Geleneksel Çin Tıbbı pek çok alanı kapsadığından, çoğu zaman olduğu gibi, dikkatli bir şekilde ayrım yapmak önemlidir. Ancak bu, yani felsefe ile bilim arasındaki sınırı bulmak zor olabilir. Dünyanın dört bir yanındaki bilim adamlarının mutabakatıyla doğrulanan bilim, muhtemelen Hristiyan bakış açısına göre kabul edilebilir olanın en küçük ortak paydası olacaktır.
Bu görüşü eleştirenlere karşı koymak gerekirse: Hayır, Kutsal Kitap öğretisiyle çelişen hiçbir şeyi onaylamıyorum. Ama hangi kültürden gelirse gelsin, etkisi tekrarlanabilir olduğu ve akupunktur gibi çift-kör çalışmalarda da geçerli olduğu sürece tıbbı kabul ediyorum.
https://pubmed.ncbi.nlm.nih.gov/30335320/
akupunktur
Bazı insanlar bunu kendi deneyimlerinden biliyor: Deriye birkaç iğne batırın, kalmasına izin verin ve çıkarın.
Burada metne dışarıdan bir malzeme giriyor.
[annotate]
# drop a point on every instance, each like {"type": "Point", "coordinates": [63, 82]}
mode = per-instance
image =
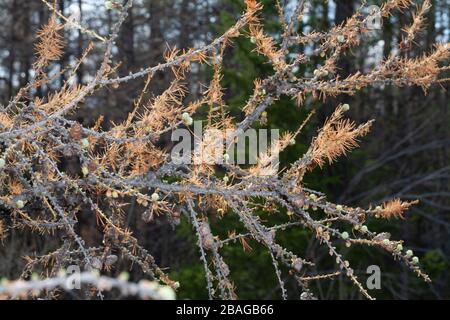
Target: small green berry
{"type": "Point", "coordinates": [109, 5]}
{"type": "Point", "coordinates": [364, 229]}
{"type": "Point", "coordinates": [20, 204]}
{"type": "Point", "coordinates": [166, 293]}
{"type": "Point", "coordinates": [155, 197]}
{"type": "Point", "coordinates": [124, 276]}
{"type": "Point", "coordinates": [85, 171]}
{"type": "Point", "coordinates": [85, 143]}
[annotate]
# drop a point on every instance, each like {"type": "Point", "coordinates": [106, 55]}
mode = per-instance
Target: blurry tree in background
{"type": "Point", "coordinates": [407, 154]}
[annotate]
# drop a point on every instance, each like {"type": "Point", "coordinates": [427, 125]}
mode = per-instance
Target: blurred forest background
{"type": "Point", "coordinates": [407, 154]}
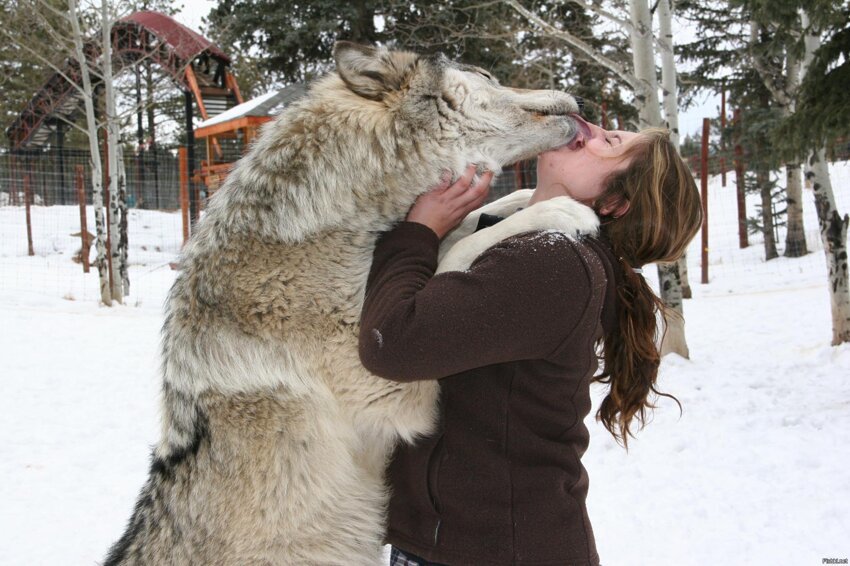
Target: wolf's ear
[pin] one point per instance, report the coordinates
(372, 72)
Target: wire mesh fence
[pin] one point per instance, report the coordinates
(50, 180)
(43, 246)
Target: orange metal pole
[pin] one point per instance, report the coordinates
(743, 237)
(108, 213)
(84, 232)
(27, 204)
(706, 127)
(183, 159)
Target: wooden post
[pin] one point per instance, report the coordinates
(106, 175)
(14, 189)
(706, 128)
(723, 138)
(84, 231)
(519, 181)
(183, 159)
(743, 240)
(194, 201)
(27, 204)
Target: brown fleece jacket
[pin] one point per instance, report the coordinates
(512, 341)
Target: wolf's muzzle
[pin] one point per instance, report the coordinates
(580, 103)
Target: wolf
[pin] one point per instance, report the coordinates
(274, 438)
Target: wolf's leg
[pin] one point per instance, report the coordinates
(505, 206)
(562, 214)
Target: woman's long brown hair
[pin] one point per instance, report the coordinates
(664, 214)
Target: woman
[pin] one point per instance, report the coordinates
(514, 342)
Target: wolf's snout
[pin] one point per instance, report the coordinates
(579, 103)
(556, 104)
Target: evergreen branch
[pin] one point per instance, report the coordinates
(578, 44)
(780, 94)
(41, 58)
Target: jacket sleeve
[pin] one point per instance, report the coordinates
(521, 299)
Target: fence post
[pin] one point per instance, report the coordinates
(183, 158)
(743, 241)
(27, 203)
(723, 138)
(706, 127)
(106, 176)
(84, 231)
(519, 181)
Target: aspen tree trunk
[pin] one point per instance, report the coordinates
(112, 138)
(123, 237)
(833, 231)
(795, 236)
(649, 113)
(670, 102)
(763, 181)
(833, 227)
(94, 151)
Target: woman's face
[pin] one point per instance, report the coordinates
(581, 167)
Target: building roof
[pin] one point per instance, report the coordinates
(268, 104)
(186, 43)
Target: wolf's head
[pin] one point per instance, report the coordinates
(463, 106)
(365, 141)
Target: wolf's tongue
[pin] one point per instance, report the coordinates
(582, 135)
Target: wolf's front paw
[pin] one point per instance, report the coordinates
(561, 214)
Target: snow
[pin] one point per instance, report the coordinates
(754, 471)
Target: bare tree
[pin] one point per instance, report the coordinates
(833, 227)
(643, 81)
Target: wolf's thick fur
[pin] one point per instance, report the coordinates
(274, 437)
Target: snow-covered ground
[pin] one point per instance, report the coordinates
(754, 471)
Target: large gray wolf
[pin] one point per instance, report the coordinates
(274, 437)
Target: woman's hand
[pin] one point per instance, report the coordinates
(444, 206)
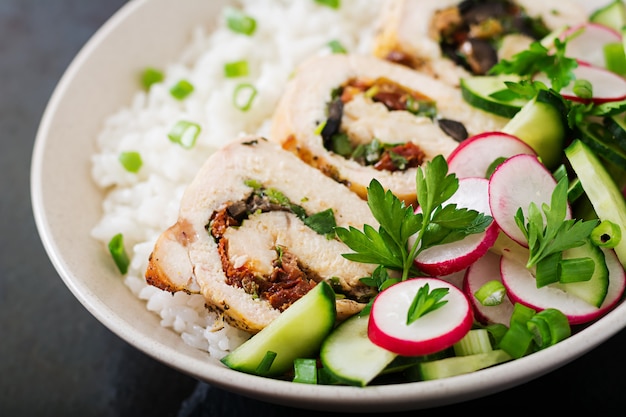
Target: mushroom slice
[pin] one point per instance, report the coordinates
(358, 118)
(254, 235)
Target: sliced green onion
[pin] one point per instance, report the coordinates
(131, 161)
(615, 58)
(322, 222)
(583, 89)
(239, 22)
(517, 340)
(305, 371)
(606, 235)
(475, 341)
(181, 89)
(491, 293)
(185, 133)
(243, 96)
(236, 69)
(495, 164)
(547, 270)
(334, 4)
(336, 47)
(558, 324)
(341, 144)
(319, 128)
(540, 331)
(266, 363)
(151, 76)
(118, 252)
(576, 270)
(549, 327)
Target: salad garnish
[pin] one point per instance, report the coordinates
(405, 232)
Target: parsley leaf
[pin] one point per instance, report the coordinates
(403, 233)
(539, 58)
(426, 301)
(556, 234)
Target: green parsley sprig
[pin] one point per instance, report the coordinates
(426, 301)
(540, 59)
(549, 233)
(403, 233)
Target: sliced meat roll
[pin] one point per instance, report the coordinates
(359, 117)
(451, 39)
(254, 235)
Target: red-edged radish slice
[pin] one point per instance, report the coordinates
(517, 182)
(587, 46)
(478, 274)
(456, 256)
(606, 85)
(433, 332)
(522, 288)
(474, 156)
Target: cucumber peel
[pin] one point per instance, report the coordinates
(297, 332)
(458, 365)
(603, 193)
(349, 355)
(542, 125)
(477, 91)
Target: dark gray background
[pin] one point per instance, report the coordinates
(56, 359)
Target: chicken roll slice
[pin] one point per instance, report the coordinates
(358, 117)
(255, 233)
(452, 39)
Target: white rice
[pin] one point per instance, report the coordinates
(142, 205)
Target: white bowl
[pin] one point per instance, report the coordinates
(67, 204)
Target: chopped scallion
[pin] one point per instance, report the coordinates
(239, 22)
(151, 76)
(334, 4)
(491, 293)
(583, 89)
(118, 252)
(606, 235)
(236, 69)
(305, 371)
(185, 133)
(336, 47)
(576, 270)
(266, 363)
(243, 96)
(181, 89)
(475, 341)
(131, 161)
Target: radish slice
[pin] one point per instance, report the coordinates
(587, 46)
(433, 332)
(456, 256)
(474, 156)
(607, 86)
(517, 182)
(522, 288)
(479, 273)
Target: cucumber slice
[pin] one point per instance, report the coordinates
(297, 332)
(612, 15)
(600, 140)
(349, 355)
(605, 196)
(595, 289)
(458, 365)
(477, 91)
(616, 125)
(542, 125)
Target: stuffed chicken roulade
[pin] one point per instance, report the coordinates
(357, 117)
(452, 39)
(255, 233)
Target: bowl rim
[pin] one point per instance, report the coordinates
(397, 397)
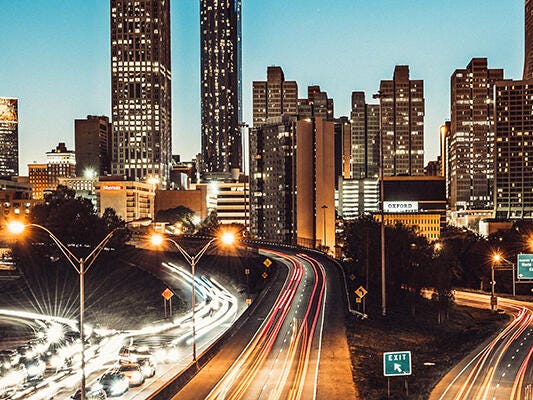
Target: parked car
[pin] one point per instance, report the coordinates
(91, 393)
(133, 373)
(35, 368)
(114, 383)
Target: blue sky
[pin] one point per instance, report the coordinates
(55, 56)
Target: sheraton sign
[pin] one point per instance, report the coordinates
(400, 206)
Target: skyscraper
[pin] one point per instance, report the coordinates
(364, 119)
(9, 152)
(220, 45)
(92, 139)
(273, 97)
(471, 138)
(513, 193)
(140, 89)
(402, 124)
(528, 33)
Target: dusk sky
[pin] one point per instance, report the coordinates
(55, 57)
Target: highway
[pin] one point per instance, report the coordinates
(169, 341)
(500, 368)
(281, 361)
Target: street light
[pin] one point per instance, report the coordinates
(324, 207)
(226, 237)
(81, 265)
(496, 257)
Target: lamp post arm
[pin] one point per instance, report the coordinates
(183, 252)
(98, 249)
(202, 252)
(73, 260)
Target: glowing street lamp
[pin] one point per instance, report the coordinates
(227, 238)
(496, 257)
(81, 265)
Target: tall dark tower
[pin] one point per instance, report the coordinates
(140, 89)
(528, 52)
(220, 85)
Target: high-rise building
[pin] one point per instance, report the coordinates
(513, 193)
(140, 89)
(220, 48)
(9, 152)
(471, 138)
(317, 104)
(528, 52)
(402, 124)
(92, 145)
(273, 97)
(364, 119)
(292, 181)
(60, 162)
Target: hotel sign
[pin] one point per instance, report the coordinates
(112, 187)
(400, 206)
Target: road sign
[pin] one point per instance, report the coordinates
(525, 266)
(167, 294)
(361, 291)
(397, 363)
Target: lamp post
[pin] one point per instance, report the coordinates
(379, 95)
(227, 238)
(324, 207)
(81, 265)
(496, 257)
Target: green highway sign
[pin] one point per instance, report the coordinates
(397, 363)
(524, 266)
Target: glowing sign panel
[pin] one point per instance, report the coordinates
(400, 206)
(111, 187)
(8, 110)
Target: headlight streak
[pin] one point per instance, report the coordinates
(489, 359)
(294, 368)
(221, 309)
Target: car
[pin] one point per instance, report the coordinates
(91, 393)
(133, 353)
(35, 368)
(133, 372)
(147, 367)
(114, 383)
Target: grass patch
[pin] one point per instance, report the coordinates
(443, 345)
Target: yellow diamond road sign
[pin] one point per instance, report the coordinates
(167, 294)
(361, 291)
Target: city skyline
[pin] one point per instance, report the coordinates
(59, 76)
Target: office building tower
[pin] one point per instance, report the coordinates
(60, 162)
(343, 149)
(317, 104)
(471, 138)
(528, 33)
(9, 152)
(402, 124)
(273, 97)
(92, 146)
(292, 181)
(513, 193)
(140, 89)
(220, 48)
(38, 179)
(364, 119)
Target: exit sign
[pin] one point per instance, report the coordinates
(397, 363)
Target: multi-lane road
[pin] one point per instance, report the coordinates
(501, 368)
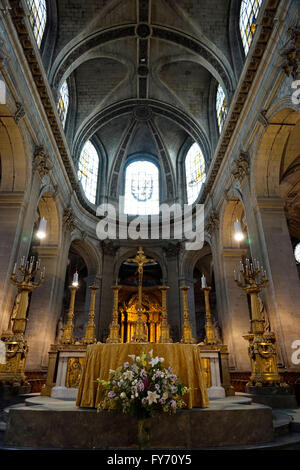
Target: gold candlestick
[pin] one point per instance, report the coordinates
(165, 327)
(187, 337)
(114, 327)
(262, 345)
(89, 337)
(69, 327)
(209, 328)
(13, 371)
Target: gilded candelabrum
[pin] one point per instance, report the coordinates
(165, 327)
(13, 372)
(67, 337)
(89, 337)
(140, 327)
(210, 337)
(262, 345)
(187, 337)
(114, 327)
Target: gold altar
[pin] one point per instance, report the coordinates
(100, 358)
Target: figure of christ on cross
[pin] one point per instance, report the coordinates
(140, 327)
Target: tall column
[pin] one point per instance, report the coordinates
(106, 294)
(12, 213)
(284, 285)
(237, 312)
(175, 315)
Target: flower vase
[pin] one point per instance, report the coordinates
(143, 433)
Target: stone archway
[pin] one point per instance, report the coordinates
(44, 302)
(234, 310)
(14, 183)
(274, 183)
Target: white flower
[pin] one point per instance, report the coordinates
(154, 361)
(152, 397)
(128, 375)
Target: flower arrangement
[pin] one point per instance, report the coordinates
(141, 387)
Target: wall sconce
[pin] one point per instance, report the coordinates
(75, 280)
(238, 231)
(41, 233)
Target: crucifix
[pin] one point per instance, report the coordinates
(140, 327)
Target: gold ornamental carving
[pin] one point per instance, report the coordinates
(210, 337)
(262, 344)
(89, 337)
(165, 327)
(140, 327)
(187, 337)
(114, 327)
(69, 327)
(13, 371)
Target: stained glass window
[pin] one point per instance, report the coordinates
(37, 18)
(194, 172)
(221, 107)
(88, 167)
(248, 21)
(297, 253)
(63, 103)
(141, 188)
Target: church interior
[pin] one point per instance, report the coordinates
(114, 113)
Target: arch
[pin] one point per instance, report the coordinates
(195, 173)
(130, 253)
(231, 211)
(89, 253)
(88, 170)
(190, 259)
(143, 188)
(221, 107)
(63, 103)
(47, 209)
(37, 18)
(151, 107)
(15, 165)
(212, 57)
(249, 12)
(266, 163)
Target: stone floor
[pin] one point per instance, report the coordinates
(286, 423)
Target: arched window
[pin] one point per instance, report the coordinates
(88, 167)
(37, 18)
(221, 107)
(63, 103)
(141, 188)
(248, 18)
(194, 172)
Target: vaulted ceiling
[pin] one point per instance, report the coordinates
(155, 64)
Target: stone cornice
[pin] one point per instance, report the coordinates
(267, 25)
(17, 15)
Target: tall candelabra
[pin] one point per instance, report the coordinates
(89, 337)
(165, 327)
(210, 337)
(13, 372)
(262, 345)
(114, 327)
(68, 337)
(187, 337)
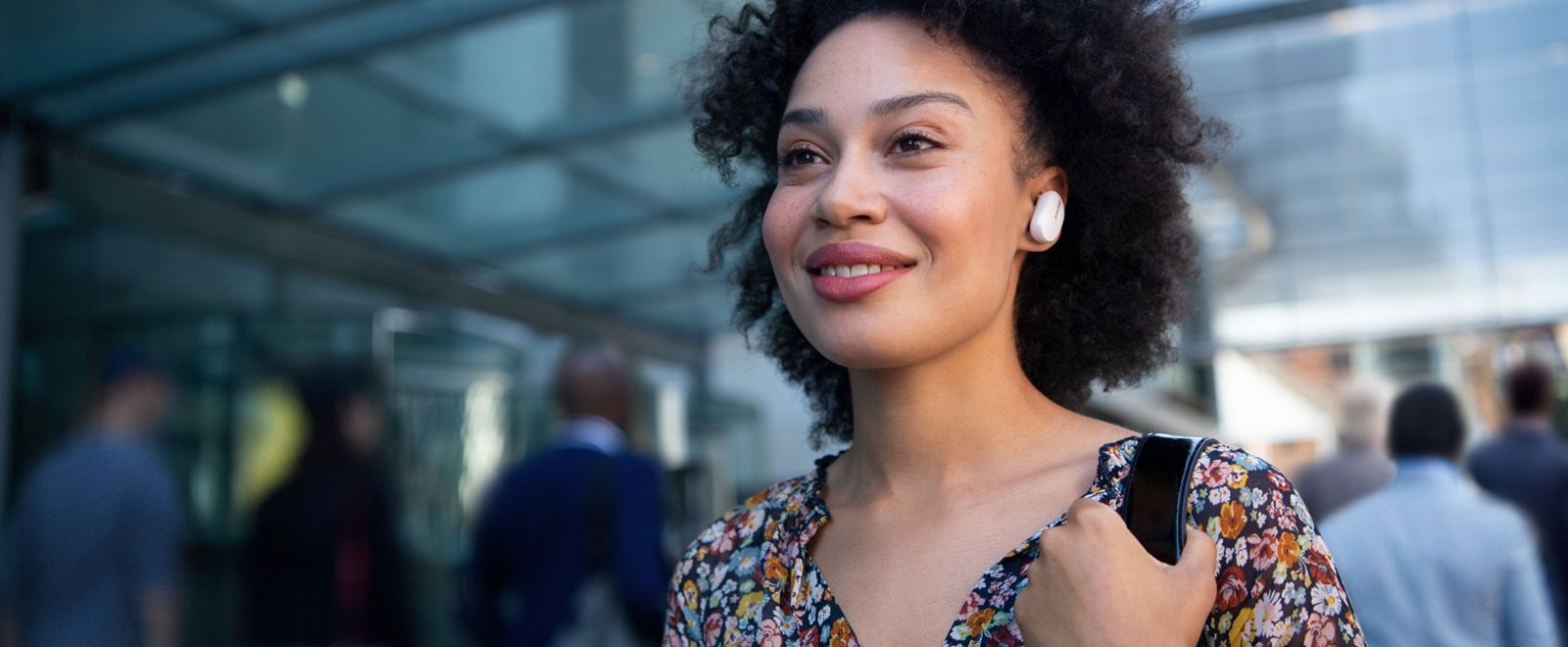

Bu, bir veya başka bir sağlık sorununu düzeltmeyi amaçlamaktadır. Arkasında ne var?
Deneyim raporu
İğneler benimki dahil herkese göre değildir. Şiddetli saman nezlesinden muzdarip olduğum için arabada 30°C sıcaklıkta, tüm camlar kapalı, kendi terimle yıkanmış halde otururken, iki paket mendili on dakika içinde tükettiğimde temas noktam aile doktorumdu. Daha önce arayıp durumu anlatmıştım ve bana akupunktur teklif edilmişti. “İğne yok” dediğimde LAZER kullanmam gerektiğini söylediler.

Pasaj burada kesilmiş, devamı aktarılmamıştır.